Donald Ralph Goodman (born 9 May 1966) is an English former professional footballer who played as a striker.

His professional career spanned for nearly 20 years, during which he played nearly 600 Football League games and scored 162 goals.

==Career==
Born in Leeds, Goodman played for Bradford City, West Bromwich Albion, Sunderland, Wolverhampton Wanderers, Sanfrecce Hiroshima, Barnsley, Motherwell, Walsall, Exeter City, Doncaster Rovers and Stafford Rangers.

He trialled with Bradford City as a teenager, whilst playing non-league football with Collingham and working as an electrician with Leeds City Council. Bradford City offered him an apprenticeship, which he turned down in favour of a non-contract deal.
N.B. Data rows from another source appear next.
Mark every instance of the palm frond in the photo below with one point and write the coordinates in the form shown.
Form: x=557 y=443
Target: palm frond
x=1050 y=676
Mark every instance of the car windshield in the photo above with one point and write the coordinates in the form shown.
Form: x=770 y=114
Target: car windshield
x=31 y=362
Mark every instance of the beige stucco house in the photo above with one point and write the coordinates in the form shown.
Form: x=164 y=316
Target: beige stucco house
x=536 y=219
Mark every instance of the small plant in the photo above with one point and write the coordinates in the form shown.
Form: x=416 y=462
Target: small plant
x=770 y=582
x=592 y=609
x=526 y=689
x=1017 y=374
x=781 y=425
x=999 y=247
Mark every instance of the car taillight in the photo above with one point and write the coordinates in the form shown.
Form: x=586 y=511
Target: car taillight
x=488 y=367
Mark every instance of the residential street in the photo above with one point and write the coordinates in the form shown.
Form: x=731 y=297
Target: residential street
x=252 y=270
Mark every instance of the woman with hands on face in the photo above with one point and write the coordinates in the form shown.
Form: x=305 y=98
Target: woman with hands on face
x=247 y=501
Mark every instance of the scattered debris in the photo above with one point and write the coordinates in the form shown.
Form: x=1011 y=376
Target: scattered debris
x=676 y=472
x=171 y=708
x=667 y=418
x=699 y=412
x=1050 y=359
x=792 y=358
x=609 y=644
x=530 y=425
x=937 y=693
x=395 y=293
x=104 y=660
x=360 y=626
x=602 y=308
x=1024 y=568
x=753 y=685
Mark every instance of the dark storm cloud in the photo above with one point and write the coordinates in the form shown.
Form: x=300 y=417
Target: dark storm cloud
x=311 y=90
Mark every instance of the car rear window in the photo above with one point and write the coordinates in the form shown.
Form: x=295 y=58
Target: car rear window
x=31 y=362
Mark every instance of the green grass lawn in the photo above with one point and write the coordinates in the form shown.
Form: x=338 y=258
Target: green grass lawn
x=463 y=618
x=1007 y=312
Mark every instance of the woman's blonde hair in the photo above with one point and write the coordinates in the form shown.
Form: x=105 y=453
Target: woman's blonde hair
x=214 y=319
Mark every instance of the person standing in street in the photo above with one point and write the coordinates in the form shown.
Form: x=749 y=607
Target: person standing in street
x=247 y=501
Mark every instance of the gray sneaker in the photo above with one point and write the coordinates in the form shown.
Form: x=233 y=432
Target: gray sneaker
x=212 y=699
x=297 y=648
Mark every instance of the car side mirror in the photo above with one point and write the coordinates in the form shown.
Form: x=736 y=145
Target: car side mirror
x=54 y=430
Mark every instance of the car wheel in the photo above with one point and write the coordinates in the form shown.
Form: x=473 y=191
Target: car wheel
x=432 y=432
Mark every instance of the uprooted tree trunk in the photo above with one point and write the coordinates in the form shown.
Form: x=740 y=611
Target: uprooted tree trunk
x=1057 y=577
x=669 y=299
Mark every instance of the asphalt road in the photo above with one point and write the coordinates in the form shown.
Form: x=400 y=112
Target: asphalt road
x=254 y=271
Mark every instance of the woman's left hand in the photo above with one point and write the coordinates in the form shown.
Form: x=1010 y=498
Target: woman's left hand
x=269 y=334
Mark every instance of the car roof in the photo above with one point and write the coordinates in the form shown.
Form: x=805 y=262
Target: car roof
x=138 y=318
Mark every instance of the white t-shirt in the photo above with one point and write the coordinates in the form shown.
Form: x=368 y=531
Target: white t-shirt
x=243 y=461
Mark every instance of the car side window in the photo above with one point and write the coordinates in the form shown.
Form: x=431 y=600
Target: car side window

He made his senior debut in May 1984, aged 17, and was still working as an electrician. He turned professional with the club that summer, but was allowed a day off every week for college.

At the age of 18, in November 1984 he scored a hat-trick for Bradford City within 7 minutes of coming on as a substitute in an FA Cup game against Tow Law Town.

On 11 May 1985, his girlfriend died in the Valley Parade fire disaster. He was playing for Bradford in that match, as the team won promotion as Third Division champions.

He was Sunderland's record signing in December 1991 when he was signed from West Bromwich Albion, the last signing of manager Denis Smith, who was sacked later that month. Goodman was cup-tied for Sunderland's run to the 1992 FA Cup Final.

Goodman joined Walsall in March 2001. At the end of that season Walsall were promoted via the play-offs and Goodman scored one of the goals in the final as they beat Reading.

As of April 2020 he was working as a football commentator for Sky Sports.